Methods: : During Phase II of the VIP Study, screening was conducted at 78 Head Start sites. After formal training and certification, 16 nurse screeners (NS) and 17 lay screeners (LS) completed vision screening on 1541 children between 3 and 5 years of age enrolled in Head Start programs. The battery of tests included: Lea Symbols visual acuity (VA) test, Stereo Smile II test, Retinomax Autorefractor and SureSight Vision Screener. Time in minutes to complete each test was recorded. The characteristics of each screening setting, including adequacy of space, light conditions, level of noise and other environmental distractions were summarized daily by the Project Coordinators using a standardized reporting form. Basic summary statistics, Chi–Square, Fisher’s Exact and Wilcoxon Rank Sum–tests were performed to identify significant differences between administering VIP testing under different environmental conditions.

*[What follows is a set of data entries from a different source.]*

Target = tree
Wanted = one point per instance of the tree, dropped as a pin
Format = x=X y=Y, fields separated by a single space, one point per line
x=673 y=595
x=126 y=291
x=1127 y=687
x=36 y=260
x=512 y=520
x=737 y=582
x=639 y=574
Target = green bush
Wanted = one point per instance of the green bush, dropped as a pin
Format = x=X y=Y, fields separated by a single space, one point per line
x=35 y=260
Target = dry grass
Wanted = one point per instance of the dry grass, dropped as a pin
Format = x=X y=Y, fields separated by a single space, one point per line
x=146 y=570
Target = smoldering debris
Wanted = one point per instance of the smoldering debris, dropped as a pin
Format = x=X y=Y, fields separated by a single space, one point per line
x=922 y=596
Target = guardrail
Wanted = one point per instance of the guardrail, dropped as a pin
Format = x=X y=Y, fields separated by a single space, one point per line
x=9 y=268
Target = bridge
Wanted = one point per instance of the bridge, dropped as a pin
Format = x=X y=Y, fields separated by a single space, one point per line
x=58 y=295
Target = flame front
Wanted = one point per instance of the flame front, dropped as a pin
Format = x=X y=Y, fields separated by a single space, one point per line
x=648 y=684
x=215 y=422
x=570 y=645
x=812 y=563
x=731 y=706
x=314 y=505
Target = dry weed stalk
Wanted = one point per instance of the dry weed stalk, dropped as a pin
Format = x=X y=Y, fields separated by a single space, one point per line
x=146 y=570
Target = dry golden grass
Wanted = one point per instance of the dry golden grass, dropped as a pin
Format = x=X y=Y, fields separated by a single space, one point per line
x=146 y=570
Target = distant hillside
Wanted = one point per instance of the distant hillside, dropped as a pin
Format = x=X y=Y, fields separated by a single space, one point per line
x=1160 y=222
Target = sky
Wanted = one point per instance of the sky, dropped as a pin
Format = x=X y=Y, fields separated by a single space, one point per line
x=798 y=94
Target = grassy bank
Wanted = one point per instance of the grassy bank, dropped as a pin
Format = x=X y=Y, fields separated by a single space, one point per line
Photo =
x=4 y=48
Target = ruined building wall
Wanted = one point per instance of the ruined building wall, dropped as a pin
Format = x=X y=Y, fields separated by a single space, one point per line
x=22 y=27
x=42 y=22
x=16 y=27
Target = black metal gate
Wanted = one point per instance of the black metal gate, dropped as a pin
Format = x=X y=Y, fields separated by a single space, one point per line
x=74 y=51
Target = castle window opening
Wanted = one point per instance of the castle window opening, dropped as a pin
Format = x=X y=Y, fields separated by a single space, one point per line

Results: : No significant differences were found between NS and LS with respect to the location, layout and conditions at the screening stations and time required to complete the tests. Most (86%) of the screening was conducted in a gym or other multipurpose room, library, lunchroom, office or classroom, but hallways open to traffic needed to be used in some cases (14%). The screening area was shared with other Head Start activities in 21% of settings. The level of distractions was rated major to severe in 16% of settings. The percentage of children unable to perform the test did not differ by the level of distraction for any of the screening tests. Mean time required to complete testing was greater in settings with no or low distractions vs. major or severe distractions (12.4 min vs. 11.8 min; p= 0.006). Tests requiring more cooperation from the child, Lea Symbols VA (4.2 min vs. 4.0 min; p= 0.02) and Stereo Smile (2.9 min vs. 2.7 min; p= 0.11) did not take longer with distractions, nor did the SureSight (2.6 min vs. 2.4 min; p= 0.13) which uses an auditory signal.

Conclusions: : Adverse environmental conditions (pedestrian traffic, noise or other distractions) had no adverse effect on child’s ability to perform vision screening or time required to complete testing. These results suggest that vision screening can be successfully carried out by trained personnel in a "real world" environment where distractions may be present.